"Mal ve çocuklar, dünya hayatının süsleridir..."

17/05/2020 Pazar Köşe yazarı V.T

"Biliniz ki, mallarınız ve çocuklarınız sizi imtihan etmek için verildi."

 

Ebü'l-Kâsım İbn-i Cüzey hazretleri Mâliki fıkıh ve tefsir âlimidir. 693 (m. 1294)’de Endülüs’te (İspanya) İşbîliye'nin (Sevilla) Velbe (Huelva) kasabasındandır. Gırnata'da (Granada) tahsil gördü. Gırnata Ulucamii'nde imamlık yaptı. 741 (m. 1340)’de İspanyol ve Portekiz kuvvetlerine karşı Cebelitarık ya­kınlarındaki Tarif’te yapılan savaşta şehit düştü.

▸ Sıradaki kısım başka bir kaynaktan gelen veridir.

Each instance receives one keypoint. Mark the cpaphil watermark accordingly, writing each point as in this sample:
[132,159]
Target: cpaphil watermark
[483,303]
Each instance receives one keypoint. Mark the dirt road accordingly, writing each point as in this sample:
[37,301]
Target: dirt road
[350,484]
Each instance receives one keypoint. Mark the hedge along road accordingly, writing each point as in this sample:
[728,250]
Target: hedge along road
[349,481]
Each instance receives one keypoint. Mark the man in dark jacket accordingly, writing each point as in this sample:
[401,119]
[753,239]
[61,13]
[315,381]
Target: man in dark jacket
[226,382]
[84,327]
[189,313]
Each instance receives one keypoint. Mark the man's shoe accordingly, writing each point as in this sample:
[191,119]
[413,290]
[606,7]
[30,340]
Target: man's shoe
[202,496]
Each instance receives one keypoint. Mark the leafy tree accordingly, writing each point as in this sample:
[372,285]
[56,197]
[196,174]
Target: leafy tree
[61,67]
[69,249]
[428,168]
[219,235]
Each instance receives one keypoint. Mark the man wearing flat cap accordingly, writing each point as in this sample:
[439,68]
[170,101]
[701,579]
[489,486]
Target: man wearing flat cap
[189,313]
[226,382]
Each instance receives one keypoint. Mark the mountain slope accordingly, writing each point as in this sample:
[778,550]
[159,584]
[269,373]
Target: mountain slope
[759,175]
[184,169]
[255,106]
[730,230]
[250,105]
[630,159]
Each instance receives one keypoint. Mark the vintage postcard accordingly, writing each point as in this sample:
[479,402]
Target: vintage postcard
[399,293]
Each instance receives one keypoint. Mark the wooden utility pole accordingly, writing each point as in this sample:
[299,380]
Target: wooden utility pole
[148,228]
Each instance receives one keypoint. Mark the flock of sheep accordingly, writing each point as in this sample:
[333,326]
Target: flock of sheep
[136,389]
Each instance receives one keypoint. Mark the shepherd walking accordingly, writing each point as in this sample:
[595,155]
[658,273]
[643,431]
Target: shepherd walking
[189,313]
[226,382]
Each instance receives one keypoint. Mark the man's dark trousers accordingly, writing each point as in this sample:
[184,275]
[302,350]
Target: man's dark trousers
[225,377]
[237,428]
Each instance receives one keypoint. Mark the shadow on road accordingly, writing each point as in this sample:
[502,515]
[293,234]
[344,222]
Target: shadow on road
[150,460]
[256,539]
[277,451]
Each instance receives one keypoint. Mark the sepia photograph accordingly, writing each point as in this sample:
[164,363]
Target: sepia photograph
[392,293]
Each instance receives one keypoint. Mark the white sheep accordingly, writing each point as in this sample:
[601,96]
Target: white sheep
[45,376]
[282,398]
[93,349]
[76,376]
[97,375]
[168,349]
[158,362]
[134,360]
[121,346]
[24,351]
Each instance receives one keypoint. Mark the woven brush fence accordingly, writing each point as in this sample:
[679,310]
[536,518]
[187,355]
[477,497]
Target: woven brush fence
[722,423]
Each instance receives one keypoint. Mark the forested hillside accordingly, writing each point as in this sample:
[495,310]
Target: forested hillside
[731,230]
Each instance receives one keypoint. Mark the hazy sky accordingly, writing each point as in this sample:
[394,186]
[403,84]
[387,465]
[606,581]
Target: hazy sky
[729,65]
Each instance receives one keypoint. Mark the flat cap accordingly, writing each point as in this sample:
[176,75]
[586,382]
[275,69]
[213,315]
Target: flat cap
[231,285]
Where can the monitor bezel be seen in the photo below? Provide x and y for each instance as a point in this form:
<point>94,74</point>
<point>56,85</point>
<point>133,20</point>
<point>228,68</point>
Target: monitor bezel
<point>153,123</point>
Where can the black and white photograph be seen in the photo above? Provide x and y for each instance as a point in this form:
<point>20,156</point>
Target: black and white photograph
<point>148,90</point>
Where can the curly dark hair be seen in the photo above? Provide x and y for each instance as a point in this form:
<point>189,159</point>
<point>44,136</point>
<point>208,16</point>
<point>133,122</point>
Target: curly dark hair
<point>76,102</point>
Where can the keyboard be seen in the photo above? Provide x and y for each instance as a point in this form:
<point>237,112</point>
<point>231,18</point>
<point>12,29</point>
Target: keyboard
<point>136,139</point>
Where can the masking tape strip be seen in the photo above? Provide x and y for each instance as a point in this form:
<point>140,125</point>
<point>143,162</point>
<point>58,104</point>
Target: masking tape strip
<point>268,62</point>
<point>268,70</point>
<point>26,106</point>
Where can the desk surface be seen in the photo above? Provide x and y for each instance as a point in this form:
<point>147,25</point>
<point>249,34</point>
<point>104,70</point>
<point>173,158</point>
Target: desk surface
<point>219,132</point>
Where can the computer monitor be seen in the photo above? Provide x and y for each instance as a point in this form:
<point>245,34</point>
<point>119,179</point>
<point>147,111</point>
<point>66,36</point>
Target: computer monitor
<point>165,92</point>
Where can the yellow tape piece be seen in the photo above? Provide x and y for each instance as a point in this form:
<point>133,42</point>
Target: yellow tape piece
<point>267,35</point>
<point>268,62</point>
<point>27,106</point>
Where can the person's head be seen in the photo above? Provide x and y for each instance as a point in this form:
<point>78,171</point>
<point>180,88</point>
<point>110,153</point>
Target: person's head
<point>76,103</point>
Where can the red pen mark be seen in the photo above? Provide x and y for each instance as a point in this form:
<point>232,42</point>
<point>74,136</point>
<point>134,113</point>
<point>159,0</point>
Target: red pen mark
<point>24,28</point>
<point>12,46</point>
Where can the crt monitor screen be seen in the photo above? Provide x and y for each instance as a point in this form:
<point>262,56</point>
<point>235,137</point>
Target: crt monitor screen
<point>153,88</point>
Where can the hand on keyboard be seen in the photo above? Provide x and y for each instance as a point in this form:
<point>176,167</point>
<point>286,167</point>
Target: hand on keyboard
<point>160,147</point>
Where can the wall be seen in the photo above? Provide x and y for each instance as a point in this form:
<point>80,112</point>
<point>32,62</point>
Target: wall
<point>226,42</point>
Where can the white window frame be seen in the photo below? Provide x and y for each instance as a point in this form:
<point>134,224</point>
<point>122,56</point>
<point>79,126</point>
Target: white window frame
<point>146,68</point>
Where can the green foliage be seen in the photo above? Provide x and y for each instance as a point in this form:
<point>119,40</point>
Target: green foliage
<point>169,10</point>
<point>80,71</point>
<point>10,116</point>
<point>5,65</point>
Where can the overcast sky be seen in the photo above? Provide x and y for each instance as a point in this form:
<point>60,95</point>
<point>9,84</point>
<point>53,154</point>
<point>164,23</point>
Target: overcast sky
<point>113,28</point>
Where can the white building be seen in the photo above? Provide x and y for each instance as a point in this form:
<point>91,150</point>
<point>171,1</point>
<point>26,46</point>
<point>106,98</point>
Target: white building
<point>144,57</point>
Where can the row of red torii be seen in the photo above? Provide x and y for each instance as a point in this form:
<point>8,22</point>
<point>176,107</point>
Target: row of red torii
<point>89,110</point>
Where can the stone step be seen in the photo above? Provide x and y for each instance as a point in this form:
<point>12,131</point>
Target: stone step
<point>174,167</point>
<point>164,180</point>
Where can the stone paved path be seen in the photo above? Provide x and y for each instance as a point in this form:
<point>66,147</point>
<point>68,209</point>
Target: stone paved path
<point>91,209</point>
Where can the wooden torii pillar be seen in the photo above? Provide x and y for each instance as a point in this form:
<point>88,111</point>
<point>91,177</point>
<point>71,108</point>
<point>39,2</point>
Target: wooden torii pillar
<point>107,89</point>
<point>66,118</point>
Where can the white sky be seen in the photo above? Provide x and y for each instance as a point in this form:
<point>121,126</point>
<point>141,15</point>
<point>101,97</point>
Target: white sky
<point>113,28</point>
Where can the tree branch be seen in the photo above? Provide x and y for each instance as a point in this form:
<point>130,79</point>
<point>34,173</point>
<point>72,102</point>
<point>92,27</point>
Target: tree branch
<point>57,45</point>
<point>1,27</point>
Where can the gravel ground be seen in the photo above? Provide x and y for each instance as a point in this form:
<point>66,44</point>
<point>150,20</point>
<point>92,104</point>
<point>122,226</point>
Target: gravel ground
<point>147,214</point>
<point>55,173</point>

Bu mübarek zat, bir dersinde şunları anlattı:

Âl-i İmrân sûresi yüzseksenbeşinci âyetinde ve Hadîd sûresinin yirminci âyetinde meâlen, (Dünya hayatı, ancak insanları aldatıcı şeylerdir) buyuruldu. En'am sûresinin otuzikinci âyetinde meâlen, (Dünya hayatı oyun ve boş şeylerdir. Allahtan korkanlar için, âhiret hayatı elbette hayrlıdır. Böyle olduğunu niçin anlamıyorsunuz?) buyuruluyor. Enfâl sûresinin yirmisekizinci âyetinde ve Tegâbün sûresinin onbeşinci âyetinde meâlen, (Biliniz ki, mallarınız ve çocuklarınız sizi imtihan etmek için verildi. Allahü teâlâ, iyiliklerinize karşılık, size çok büyük ecir verecektir) ve Tevbe sûresinin otuzsekizinci âyetinde meâlen, (Dünya hayatını âhiretten daha çok mu beğeniyorsunuz? Dünya hayatında ele geçenler, âhirettekilerden çok azdır) ve Kehf sûresinin kırkaltıncı âyetinde meâlen, (Mal ve çocuklar, dünya hayatının süsleridir. Sonsuz kalıcı olan iyi işlerin sevapları, Rabbinin yanında daha iyidir) buyurulmuştur... Daha böyle altmışaltı kadar âyet-i kerime, dünya malına, mevkiine gönül bağlamamayı tembih buyuruyor.

Bu yolda sayısız hadis-i şerifler de bildirilmiştir. Meselâ bir hadis-i kudsîde, (Ey âdemoğlu! Ömrünü dünyayı toplamakta harcadın. Cenneti hiç istemedin) buyurulmuştur.

Âl-i İmrân sûresi yüzotuzüçüncü âyetinde meâlen, (Rabbinizden mağfiret istemeye ve Cennete girmeye koşunuz. Bunun için çalışınız! Cennetin büyüklüğü gökler ve yer küresi kadardır. Cennet, Allahü teâlâdan korkanlar için hazırlandı. Bunlar, az bulunsa da, çok bulunsa da, mallarını Allah yolunda verirler. Öfkelerini belli etmezler. Herkesi affederler. Allahü teâlâ, ihsân edenleri sever) ve Hucurât sûresinin onuncu âyetinde meâlen, (Müminler, birbirleri ile kardeştir. Kardeşleriniz arasında sulh yapınız!) buyuruldu. Bunlar gibi daha otuza yakın âyet-i kerimede, müminlerin birbirlerine öfkelenmemesi, birbirlerine iyilik ve ihsân yapmaları, affetmeleri emrolunmaktadır.